Installation Environment: Virtual machine: Vmware®workstation 8.0.1 (network bridging) Os:centos Version 7JDK: Jdk-7u79-linux-x64.tarscala version: Scala-2.11.7spark version: spark-1.4.0-bin-hadoop2.4 User: Hadoop created when installing CentOS, belongs to the Administrators group
First step: Configure SSH
Use the Hadoop login system to run at the terminal:
Yum Install Openssh-server
If prompted:
This is because the Yum service is occupied and requires a forced unlock:
Rm-rf/var/run/yum.pid
The terminal will be networked to download the installation package and install it on its own. After the installation is complete, enter the following command to verify that Port 22 is open:
Netstat-nat
Make sure that Port 22 is turned on, and then check that SSH is installed correctly, enter
SSH localhost
Enter the current user name and password press ENTER to confirm that the installation is successful, and SSH login requires a password.
Here's a little bit of emphasis:
SSH configuration is actually configured without password access, using identity credentials instead of password authentication, access only need to provide an identity credential, do not need to enter a password. That is to say, each user has a unique credential, to whom to access, the credentials to whom (that is, copied to someone else's directory)
Next, enter the command in the terminal to enter the Hadoop account directory:
Cd/home/hadoop
Re-enter:
SSH-KEYGEN-T RSA
and then return.
Then we go into the. ssh folder again and append the id_rsa.pub to the Authorized_keys file with the following command:
CD. SSH
By the way, see what files are in this directory. Id_rsa is the private key belonging to the account, Id_rsa.pub is the public key of the account, which is to be handed out.
Need to say more here, if a master server has more than one account to configure password-free access to do?
The main server below should have a file called Authorized_keys, who need to configure password-free access, you can append your public key in this file.
CP Id_rsa.pub Authorized_keys
Test password-Free login again
SSH localhost
It is best to open several more terminals, test SSH logins, or restart the service test:
Service sshd Restart Restart services
Service sshd Start Services
Service sshd Stop Services
NETSTAT-ANTP | grep sshd to see if Port 22 is started
Any time you encounter a permission refusal to add sudo to the command, the following is rejected:
Chkconfig sshd on set boot up
Chkconfig sshd off disables SSH boot
Step Two: Configure Java, Scala, SAPRK
We will copy all the required software to the/home/data directory at once. Need to log off using root login, other user permissions are insufficient.

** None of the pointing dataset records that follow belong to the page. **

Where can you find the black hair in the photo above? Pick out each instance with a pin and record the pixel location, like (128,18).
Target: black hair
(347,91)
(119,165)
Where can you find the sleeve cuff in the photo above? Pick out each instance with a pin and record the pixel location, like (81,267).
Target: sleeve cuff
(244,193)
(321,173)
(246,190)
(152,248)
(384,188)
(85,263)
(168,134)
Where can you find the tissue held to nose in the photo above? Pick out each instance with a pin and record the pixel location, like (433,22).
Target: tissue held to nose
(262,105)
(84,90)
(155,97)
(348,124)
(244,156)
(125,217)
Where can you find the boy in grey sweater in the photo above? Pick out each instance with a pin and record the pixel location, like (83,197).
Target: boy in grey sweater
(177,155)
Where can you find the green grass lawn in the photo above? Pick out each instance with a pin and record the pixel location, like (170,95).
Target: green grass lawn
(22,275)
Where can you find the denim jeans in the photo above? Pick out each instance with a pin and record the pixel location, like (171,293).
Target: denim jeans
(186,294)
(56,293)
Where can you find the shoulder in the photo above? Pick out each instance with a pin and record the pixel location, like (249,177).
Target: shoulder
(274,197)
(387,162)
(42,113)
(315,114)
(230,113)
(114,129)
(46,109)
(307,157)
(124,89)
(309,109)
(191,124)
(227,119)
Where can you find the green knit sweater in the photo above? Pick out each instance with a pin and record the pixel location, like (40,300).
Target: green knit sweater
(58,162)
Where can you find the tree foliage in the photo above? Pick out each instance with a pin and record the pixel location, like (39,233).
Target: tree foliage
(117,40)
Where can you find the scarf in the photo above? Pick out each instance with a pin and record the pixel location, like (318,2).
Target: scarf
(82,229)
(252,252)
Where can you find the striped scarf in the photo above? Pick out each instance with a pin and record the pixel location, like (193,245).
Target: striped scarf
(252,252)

The root user can work directly under the UI and unzip well.
Then switch back to the Hadoop user (* important)
To configure the Java path:
sudo gedit/etc/profile
In the last line enter add:
#JAVA VARIABLES START
Export java_home=/home/data/jdk1.7.0_79
Export path= $PATH: $JAVA _home/bin
#JAVA VARIABLES END
Then refresh the system configuration to check for Java installation:
Source/etc/profile
Java-version
See this note that the Java environment was installed successfully.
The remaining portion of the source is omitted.